Sutter County D.A. expects report this week on fatal cop shooting
Yuba City Police Chief Rob Landon says it would be inappropriate to comment on the fatal shooting of Victoria Helen Roger-Vasselin until the investigation is completed — but that the department is willing to discuss the matter when the district attorney's investigation is finished.
"We can address the family's concerns," Landon said. "I feel bad the story is going out without our side.
"We want the investigation to run its course," he said Friday.
Sutter County District Attorney Carl Adams said he expects the investigation will be completed early this week and that he'll issue a report by the end of the week.
Adams said police called him within a couple of hours after shots were fired May 20 at the home and the scene was still secure. The District Attorney's Office sent senior criminal investigators under the direction of the D.A.'s chief investigator to the scene within an hour, he said. "The District Attorney's Office undertook from the very beginning the investigation into whether the officers committed a crime in the discharge of their weapons," Adams said.
He noted that at the same time, police investigated Lionel Craig Patterson, 51, the fiance of Roger-Vasselin, whom law enforcement said came to the door with a gun.
The Police Department also conducted an internal affairs investigation into whether the officers involved followed the department's policies and procedures, Adams said.
In a press release issued at 1:45 a.m. May 21, the Police Department said officers were called to the Roger-Vasselin home after a census worker had been confronted by residents who pointed a firearm at the worker and said they would not answer any questions and closed the door.
"Police responded to the Mariner Loop address and a male subject answered the door armed with a handgun," the report said. "As officers were dealing with the male, a female approached the door with a shotgun and ignored officer's orders to release the weapon.
"As the female advanced on officers, she continued to point the shotgun at officers in a threatening manner and two officers fired their service weapons, hitting the female," the department said of Roger-Vasselin, who was pronounced dead at the scene.
The two officers involved in the shooting were to be placed on administrative release until details of the shooting could be investigated, police said.
William Vizzard — chairman of the criminal justice division at California State University, Sacramento, and a special agent for the federal Bureau of Alcohol, Tobacco and Firearms until his retirement in 1994 — said generally of police shootings that few people question them if they involve a robber coming out of a bank with guns blazing.
But others can involve ambiguity — and all such shootings and their aftermath represent a very stressful situation for police who may wonder, "Am I going to be pilloried in public?" Vizzard said Friday.
Law enforcement learning of a police shooting in their agency may think, "I'm glad I was off today," he said. Those involved may wonder, "Why did I have to be here?"
Two decades ago, as special agent for the ATF, Vizzard said he had his gun pointed at the head of a suspect in a truck and the man dropped his hands rather than raise them as Vizzard commanded. The suspect's hands immediately came back up — and he was later discovered to have three guns nearby — but Vizzard spoke of the speed with which events took place.
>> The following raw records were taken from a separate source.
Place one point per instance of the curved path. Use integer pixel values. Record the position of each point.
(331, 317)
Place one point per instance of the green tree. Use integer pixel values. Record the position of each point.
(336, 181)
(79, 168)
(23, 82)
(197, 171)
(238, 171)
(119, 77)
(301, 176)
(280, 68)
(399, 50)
"All of that happened in an instant," he said.
The closest experience most people may have is narrowly avoiding a traffic accident, Vizzard said. "Afterwards you say to yourself, 'How did that happen?'" of trying to reconstruct the events.
James Hernandez, who is also an instructor in criminal justice at Sacramento State and was a reserve officer in Pittsburg, said investigations into police shootings are extensive.
"Over the years they've gotten a lot more thorough — almost to the point of paranoia," Hernandez said.
Hernandez, retained by the Arizona Attorney General's Office for a lawsuit over a police shooting, said the situations that police face can be hard for people who haven't been in such confrontations to understand.
"I don't think the public has a real idea of what it is like to point a gun at somebody," he said.